Makanlah. Kau akan merasa lebih baik…” ia menyodorkan sepiring bubur dingin dan
segelas air putih sambil menyeringai. “Ini makananmu untuk tiga hari ke depan,
kau tahu kan? Kita tidak punya apa-apa lagi…” lalu ayahnya berbalik dan
beranjak pergi. “Tunggu!” Flya bangkit dari tempat persembunyiannya dan
mencegah ayahnya pergi. “Jika ayah mengizinkan, aku bisa mencari uang seperti
teman-temanku yang lainnya.”
“Tidak!
Kau tidak bisa! Kau tidak punya teman! Kau tidak boleh berteman dengan mereka!”
dengan tegas ayahnya menolak permintaan Flya. “Kau tidak boleh kemana-mana!”
lalu ia menutup dan mengunci pintu lapuk itu dan pergi lagi. Flya diam menunggu
keajaiban terjadi---seperti ayahnya akan kembali dan akan mengizinkannya keluar
dari tempat memuakkan ini. Namun yang terdengar diluar sana adalah suara
langkah-langkah kaki ayahnya yang terdengar menjauh.
* * *
BAB 1
Tangisan Sedih di Sudut Jalan
“Dulu ibumu menemukanmu di sudut
jalan sana…” bibi Neshi menunjuk kearah sudut jalan di dekat kios tempat ia
bekerja. “Kau menangis dengan sediiih sekali. Untunglah ibumu yang berhati
malaikat itu mendengar tangisanmu dan membawamu pergi dari situ. Ia
mengangkatmu menjadi anaknya.” jelasnya. Aku mengangguk-angguk mengerti. Sering
sekali---semenjak kematian ibu, bibi Neshi menceritakan masa laluku disini---di
bawah pohon apel di taman kota. Alasannya karena dari taman ini, sudut kios
tempat ibu kandungku dulu membuangku terlihat dengan jelas. Bibi Neshi tidak
akan pernah puas bercerita sampai aku menganguk-angguk mengerti.
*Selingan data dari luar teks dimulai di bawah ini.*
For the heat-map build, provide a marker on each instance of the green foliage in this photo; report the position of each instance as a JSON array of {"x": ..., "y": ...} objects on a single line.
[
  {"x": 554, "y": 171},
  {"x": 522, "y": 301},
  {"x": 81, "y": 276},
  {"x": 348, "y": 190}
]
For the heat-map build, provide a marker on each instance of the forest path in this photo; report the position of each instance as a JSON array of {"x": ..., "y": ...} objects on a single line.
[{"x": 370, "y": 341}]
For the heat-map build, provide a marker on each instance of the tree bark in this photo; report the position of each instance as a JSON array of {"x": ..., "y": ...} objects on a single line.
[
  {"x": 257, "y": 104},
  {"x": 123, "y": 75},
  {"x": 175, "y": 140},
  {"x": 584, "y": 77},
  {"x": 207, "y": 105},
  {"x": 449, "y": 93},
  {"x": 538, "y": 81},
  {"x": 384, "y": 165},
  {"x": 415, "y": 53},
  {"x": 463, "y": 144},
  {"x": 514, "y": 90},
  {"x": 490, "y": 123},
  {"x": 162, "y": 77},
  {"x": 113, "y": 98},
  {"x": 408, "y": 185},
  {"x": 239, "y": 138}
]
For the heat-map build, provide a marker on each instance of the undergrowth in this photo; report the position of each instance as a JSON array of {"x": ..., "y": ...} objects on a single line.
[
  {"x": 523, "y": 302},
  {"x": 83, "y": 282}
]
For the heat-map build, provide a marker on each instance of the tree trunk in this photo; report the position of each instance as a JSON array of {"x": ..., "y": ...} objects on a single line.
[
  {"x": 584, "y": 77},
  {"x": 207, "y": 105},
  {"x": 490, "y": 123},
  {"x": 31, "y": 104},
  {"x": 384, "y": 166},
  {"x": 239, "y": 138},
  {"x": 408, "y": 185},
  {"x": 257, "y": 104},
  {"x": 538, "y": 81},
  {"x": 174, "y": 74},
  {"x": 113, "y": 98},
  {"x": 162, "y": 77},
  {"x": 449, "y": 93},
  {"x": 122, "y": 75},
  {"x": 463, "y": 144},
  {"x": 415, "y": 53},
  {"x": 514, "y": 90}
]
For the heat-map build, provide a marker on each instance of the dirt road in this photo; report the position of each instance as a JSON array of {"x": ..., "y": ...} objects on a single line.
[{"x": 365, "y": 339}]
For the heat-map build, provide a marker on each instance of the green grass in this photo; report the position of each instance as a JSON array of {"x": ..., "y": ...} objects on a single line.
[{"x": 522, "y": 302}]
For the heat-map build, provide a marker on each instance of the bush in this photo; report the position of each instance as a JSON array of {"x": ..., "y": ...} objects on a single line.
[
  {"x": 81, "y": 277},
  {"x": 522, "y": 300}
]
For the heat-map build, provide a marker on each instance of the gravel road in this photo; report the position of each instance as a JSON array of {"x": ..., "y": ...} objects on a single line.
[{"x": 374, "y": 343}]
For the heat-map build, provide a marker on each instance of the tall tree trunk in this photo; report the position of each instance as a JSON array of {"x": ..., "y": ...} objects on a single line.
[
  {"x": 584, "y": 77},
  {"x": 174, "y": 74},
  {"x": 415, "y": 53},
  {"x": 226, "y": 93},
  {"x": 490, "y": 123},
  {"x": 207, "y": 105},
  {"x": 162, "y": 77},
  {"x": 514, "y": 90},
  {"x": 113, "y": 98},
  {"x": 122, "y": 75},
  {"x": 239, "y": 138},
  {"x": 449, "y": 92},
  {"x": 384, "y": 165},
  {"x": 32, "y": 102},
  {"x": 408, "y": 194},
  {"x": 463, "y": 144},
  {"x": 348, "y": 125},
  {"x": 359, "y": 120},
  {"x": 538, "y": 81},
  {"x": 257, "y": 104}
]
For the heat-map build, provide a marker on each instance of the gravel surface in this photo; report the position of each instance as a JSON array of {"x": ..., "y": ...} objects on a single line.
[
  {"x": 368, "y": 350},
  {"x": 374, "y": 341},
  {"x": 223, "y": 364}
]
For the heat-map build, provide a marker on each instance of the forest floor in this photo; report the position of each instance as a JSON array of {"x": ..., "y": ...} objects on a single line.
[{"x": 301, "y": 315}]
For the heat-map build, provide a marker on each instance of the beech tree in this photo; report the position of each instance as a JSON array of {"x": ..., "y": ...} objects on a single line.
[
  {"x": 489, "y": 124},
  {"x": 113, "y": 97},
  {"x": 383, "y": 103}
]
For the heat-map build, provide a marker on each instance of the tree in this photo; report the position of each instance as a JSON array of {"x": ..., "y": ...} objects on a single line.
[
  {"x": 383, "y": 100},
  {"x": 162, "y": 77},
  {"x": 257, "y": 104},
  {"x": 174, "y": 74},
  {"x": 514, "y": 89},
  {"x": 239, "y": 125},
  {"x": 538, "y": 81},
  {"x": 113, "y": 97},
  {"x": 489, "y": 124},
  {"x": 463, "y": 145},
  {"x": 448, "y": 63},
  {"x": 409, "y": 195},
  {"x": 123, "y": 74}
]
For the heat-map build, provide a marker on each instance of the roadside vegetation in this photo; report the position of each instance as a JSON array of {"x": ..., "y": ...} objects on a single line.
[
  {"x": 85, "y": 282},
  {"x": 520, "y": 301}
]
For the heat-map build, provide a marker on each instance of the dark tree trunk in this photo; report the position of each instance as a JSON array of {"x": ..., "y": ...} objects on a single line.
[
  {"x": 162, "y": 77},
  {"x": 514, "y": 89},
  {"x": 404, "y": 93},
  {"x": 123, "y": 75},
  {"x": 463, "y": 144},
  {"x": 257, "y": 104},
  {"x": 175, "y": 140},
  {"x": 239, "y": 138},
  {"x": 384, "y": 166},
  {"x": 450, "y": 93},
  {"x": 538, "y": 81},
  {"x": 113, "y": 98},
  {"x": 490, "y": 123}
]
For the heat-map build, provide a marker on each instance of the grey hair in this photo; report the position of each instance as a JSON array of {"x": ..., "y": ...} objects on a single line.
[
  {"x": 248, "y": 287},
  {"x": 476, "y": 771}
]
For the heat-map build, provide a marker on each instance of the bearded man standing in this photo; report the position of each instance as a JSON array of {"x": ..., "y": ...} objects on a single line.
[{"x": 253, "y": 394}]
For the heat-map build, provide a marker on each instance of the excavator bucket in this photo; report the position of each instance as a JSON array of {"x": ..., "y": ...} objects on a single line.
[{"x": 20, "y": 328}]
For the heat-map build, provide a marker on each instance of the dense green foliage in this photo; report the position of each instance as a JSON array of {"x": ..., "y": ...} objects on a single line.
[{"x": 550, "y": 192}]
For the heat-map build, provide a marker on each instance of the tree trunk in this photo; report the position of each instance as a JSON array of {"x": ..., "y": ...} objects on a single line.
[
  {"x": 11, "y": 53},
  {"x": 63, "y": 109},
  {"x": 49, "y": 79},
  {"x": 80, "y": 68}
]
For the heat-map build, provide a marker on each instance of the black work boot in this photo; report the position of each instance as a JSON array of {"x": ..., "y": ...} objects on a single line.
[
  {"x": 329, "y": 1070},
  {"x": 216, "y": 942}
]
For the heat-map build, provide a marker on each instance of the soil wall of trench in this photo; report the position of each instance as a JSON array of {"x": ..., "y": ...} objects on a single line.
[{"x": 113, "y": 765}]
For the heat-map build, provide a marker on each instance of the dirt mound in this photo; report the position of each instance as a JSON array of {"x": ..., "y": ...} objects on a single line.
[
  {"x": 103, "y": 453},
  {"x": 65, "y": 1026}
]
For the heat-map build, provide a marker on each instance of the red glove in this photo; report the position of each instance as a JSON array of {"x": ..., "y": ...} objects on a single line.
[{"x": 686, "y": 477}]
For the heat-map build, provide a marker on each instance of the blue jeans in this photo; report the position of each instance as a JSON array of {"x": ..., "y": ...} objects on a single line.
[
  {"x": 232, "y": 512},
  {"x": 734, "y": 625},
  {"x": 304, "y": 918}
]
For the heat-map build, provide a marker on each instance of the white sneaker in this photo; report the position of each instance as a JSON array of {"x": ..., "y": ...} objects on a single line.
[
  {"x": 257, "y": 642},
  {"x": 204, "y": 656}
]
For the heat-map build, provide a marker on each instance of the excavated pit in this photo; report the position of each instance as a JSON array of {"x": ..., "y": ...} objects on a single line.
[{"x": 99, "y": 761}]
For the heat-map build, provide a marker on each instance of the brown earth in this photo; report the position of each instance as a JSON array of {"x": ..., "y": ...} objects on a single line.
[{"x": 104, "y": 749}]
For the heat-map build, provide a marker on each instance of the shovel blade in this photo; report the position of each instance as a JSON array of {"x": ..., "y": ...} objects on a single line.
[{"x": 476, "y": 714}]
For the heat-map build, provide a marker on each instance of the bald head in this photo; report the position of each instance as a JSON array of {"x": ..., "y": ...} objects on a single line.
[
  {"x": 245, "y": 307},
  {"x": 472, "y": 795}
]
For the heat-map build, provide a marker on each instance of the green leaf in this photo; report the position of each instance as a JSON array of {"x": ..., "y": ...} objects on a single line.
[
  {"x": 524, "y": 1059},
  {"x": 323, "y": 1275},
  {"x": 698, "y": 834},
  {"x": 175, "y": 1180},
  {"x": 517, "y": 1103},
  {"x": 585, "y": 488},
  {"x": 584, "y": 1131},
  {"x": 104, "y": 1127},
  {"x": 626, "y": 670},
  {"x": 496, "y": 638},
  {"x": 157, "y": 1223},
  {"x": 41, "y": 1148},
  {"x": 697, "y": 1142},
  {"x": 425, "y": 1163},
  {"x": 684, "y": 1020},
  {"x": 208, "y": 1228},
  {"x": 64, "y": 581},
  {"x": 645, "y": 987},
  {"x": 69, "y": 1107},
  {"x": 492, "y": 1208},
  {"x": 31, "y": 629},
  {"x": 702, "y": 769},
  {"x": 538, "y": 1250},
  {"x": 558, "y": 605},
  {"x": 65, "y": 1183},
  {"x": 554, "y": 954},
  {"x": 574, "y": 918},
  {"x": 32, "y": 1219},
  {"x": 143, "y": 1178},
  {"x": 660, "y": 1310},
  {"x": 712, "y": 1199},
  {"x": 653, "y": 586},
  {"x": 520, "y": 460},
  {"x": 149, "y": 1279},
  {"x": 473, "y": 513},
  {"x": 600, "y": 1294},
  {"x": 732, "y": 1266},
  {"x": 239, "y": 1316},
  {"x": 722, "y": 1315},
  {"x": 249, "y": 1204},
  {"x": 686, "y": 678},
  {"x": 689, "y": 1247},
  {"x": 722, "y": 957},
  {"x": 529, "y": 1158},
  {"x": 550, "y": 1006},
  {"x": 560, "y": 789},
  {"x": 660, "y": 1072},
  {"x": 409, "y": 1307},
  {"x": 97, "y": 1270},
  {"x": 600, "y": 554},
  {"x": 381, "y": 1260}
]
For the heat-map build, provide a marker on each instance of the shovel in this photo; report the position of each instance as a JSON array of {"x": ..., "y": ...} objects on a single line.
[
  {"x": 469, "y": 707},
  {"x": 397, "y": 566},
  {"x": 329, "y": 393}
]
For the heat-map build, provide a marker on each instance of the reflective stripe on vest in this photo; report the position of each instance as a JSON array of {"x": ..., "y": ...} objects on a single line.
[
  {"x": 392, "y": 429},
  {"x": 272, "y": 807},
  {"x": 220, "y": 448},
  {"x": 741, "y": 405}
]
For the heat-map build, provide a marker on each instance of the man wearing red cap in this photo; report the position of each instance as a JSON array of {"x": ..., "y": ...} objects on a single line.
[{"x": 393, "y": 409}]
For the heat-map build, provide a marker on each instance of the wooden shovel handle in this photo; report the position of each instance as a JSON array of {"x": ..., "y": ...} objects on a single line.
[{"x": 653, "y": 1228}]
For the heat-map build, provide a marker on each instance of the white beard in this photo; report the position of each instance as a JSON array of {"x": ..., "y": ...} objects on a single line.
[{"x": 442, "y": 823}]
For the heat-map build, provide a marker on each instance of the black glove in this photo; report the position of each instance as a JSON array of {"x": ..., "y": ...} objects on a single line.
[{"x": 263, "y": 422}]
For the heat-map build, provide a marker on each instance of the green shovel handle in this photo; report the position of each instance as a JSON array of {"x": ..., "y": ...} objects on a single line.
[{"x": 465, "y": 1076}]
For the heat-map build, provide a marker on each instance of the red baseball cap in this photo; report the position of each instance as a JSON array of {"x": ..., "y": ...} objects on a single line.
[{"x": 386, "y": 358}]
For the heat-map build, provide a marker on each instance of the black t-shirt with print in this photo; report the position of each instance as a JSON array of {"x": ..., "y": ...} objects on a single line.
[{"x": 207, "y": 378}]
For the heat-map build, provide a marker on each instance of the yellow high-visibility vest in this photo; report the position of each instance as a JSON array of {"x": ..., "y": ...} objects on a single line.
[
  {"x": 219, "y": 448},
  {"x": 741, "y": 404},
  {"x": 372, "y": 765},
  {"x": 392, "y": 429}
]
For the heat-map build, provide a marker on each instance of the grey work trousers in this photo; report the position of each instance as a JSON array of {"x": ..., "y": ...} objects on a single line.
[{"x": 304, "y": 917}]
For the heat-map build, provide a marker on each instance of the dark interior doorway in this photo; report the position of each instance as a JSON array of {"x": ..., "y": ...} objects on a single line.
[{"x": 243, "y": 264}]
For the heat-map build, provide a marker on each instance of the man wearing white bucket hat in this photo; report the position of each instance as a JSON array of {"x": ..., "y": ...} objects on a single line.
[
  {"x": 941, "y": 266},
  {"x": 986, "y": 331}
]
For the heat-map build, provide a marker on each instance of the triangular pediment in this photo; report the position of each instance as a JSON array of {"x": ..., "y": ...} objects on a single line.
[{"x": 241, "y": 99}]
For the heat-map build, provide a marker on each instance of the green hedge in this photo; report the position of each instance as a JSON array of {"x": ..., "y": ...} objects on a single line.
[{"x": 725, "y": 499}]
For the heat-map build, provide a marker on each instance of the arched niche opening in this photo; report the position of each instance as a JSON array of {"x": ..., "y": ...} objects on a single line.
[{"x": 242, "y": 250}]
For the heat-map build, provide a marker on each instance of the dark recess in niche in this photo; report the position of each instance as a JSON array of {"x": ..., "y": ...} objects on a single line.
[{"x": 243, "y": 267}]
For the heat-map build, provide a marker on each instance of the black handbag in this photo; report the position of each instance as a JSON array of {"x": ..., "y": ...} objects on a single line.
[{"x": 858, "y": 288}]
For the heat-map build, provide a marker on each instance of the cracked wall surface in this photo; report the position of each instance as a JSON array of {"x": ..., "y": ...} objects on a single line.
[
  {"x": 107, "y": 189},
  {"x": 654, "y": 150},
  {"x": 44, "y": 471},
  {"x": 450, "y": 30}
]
Bibi Neshi adalah satu-satunya
sahabat baik ibuku. Ibuku sudah
menganggap bibi Neshi sebagai kakaknya sendiri karena bibi Neshi lebih tua dua
tahun darinya. Dua bulan lalu, ibuku meninggal di dekat kios itu---kios
tempatnya dan bibi Neshi bekerja. Kios tempat ia menemukanku dulu dengan
tangisan sedihku yang hanya terdengar olehnya. Ia tewas ditabrak truk besar
yang kata bibi Neshi mengangkut berton-ton minyak. Yang terbayang di benakku
saat itu adalah ibu meninggal dalam keadaan yang mengerikan.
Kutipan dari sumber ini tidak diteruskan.